It’s hard to ignore successes in middleman elimination like Radiohead’s In Rainbows, NiN’s Ghosts I-IV, Louis C.K.’s Shameless and the Double Fine Adventure. But they’re not immune to criticism either. Sure, it works for them — the argument goes — but they’re already famous. And the legacy players have always served (at least) two roles; while the Internet may beat them for distribution, it’s not as good for discovery.
The most ready response to this, I think, is that there are also plenty of examples of the Internet "discovering" artists: Amanda Hocking, the 27-year-old self-publishing millionaire; J.A. Konrath, who turned down a $500,000 contract to self-publish; Jonathan Coulton, one of my favorite musicians, to name a few. Cory Doctorow has said (I can’t track the quote down, unfortunately) that his CC publishing was only dismissed because he was unknown and could afford to experiment until it was dismissed because he was famous and could count on people buying copies.
But that response isn’t the most interesting one to me. What’s interesting is the underlying embedded question: is there an appropriate "yield" we should seek for artists achieving commercial success? What factors influence that number — pursuit of the social good, some kind of commitment to artists, something else entirely? Should the likelihood of success be dependent on commercial viability, or some other quality like "artistic value"?
One thought strikes me immediately while considering the question. The system we’ve had in place until now has been a pretty awful one for discovery. Picking up a guitar, or a video camera, or a paintbrush has never been a "secure" career path, has it? I don’t know how one would quantify what the ratio of aspiring to commercially successful artists was in, say, the second half of the 20th century, but I imagine it’s vanishingly small. Without that quantification, and without settling on an ideal ratio, I think we can say neither which direction things are moving, nor whether it’s the right one.
That (some percentage) of artists and authors deserve to derive a living from the right to copy their work is a relatively new idea, sometimes attributed to Johann Gottlieb Fichte. I like art and creativity, and while I don’t believe it’d go away absent monopolies like copyright — Mozart and Shakespeare, et al, managed to do some pretty good things without it — I’m happy to cede a little common ground to make the lives and livelihood of artists easier.

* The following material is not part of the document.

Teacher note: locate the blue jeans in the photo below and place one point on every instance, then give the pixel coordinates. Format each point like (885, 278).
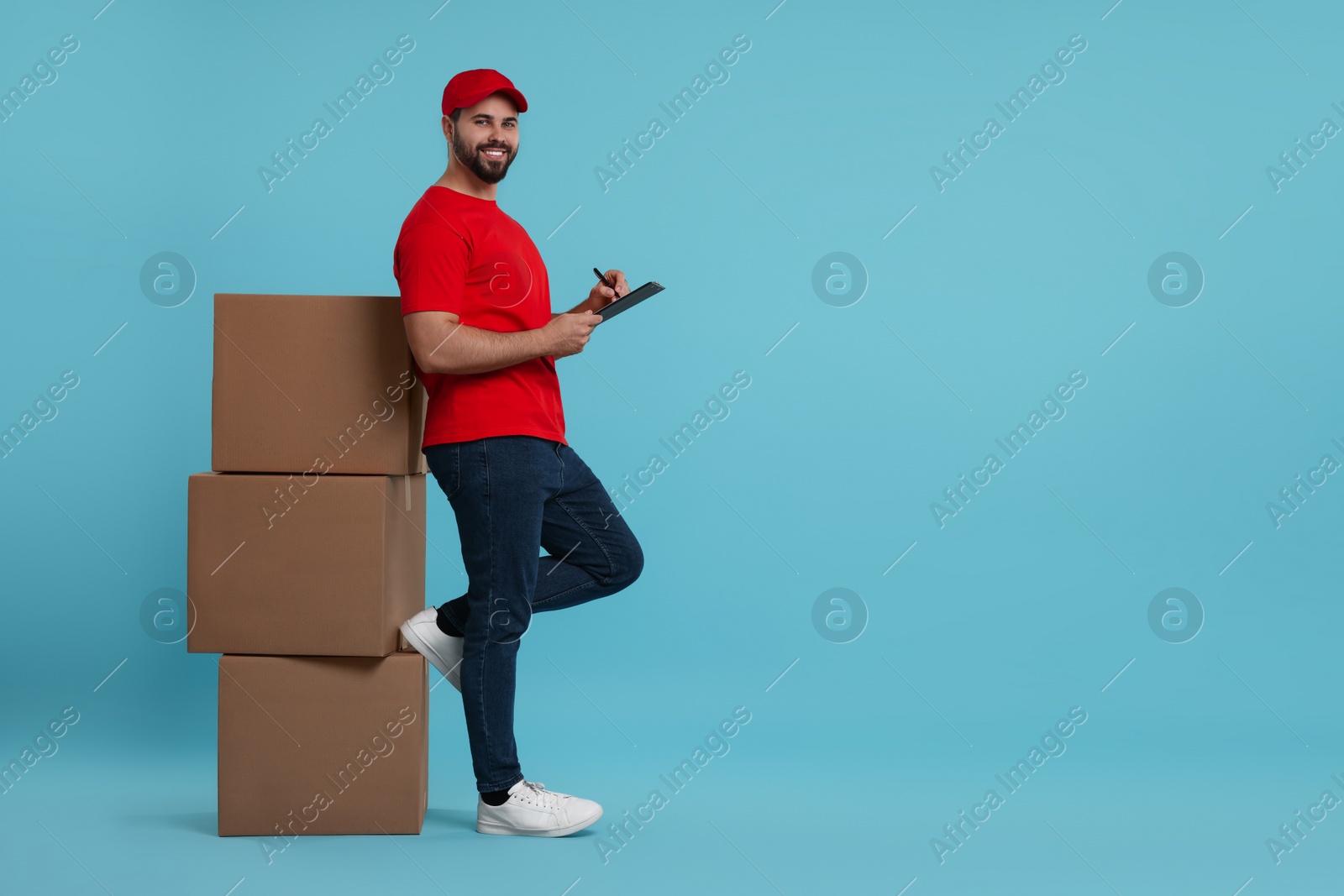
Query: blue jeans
(511, 495)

It’s worth nothing, though, that some people (and even some artists) are willing to go further. The filmmaker Francis Ford Coppola gave a great interview last year where he addressed this point: "I’m going to be shot for saying this. But who said art has to cost money? And therefore, who says artists have to make money?" And the aforementioned Jonathan Coulton has made some really thought-provoking comments on the issue:
making money from art is not a human right. It so happens that technological and societal blahbity bloos have conspired to create a situation where selling songs about monkeys and robots is a viable business, but for most of human history people have NOT paid for art. I don’t want this to happen again, and I would be very sad if this came to pass, but it’s not up to me to decide. We are constantly demonstrating through our actions what we believe to be the norms for acquiring and consuming content.
These are hard questions, and I don’t know the answers. But I think they’re worth discussing before we ask new questions on top of them. If we’re going to ask whether the Internet is capable of making enough artists successful we have to first ask how much is enough, what we call successful, and why we’ve made these decisions.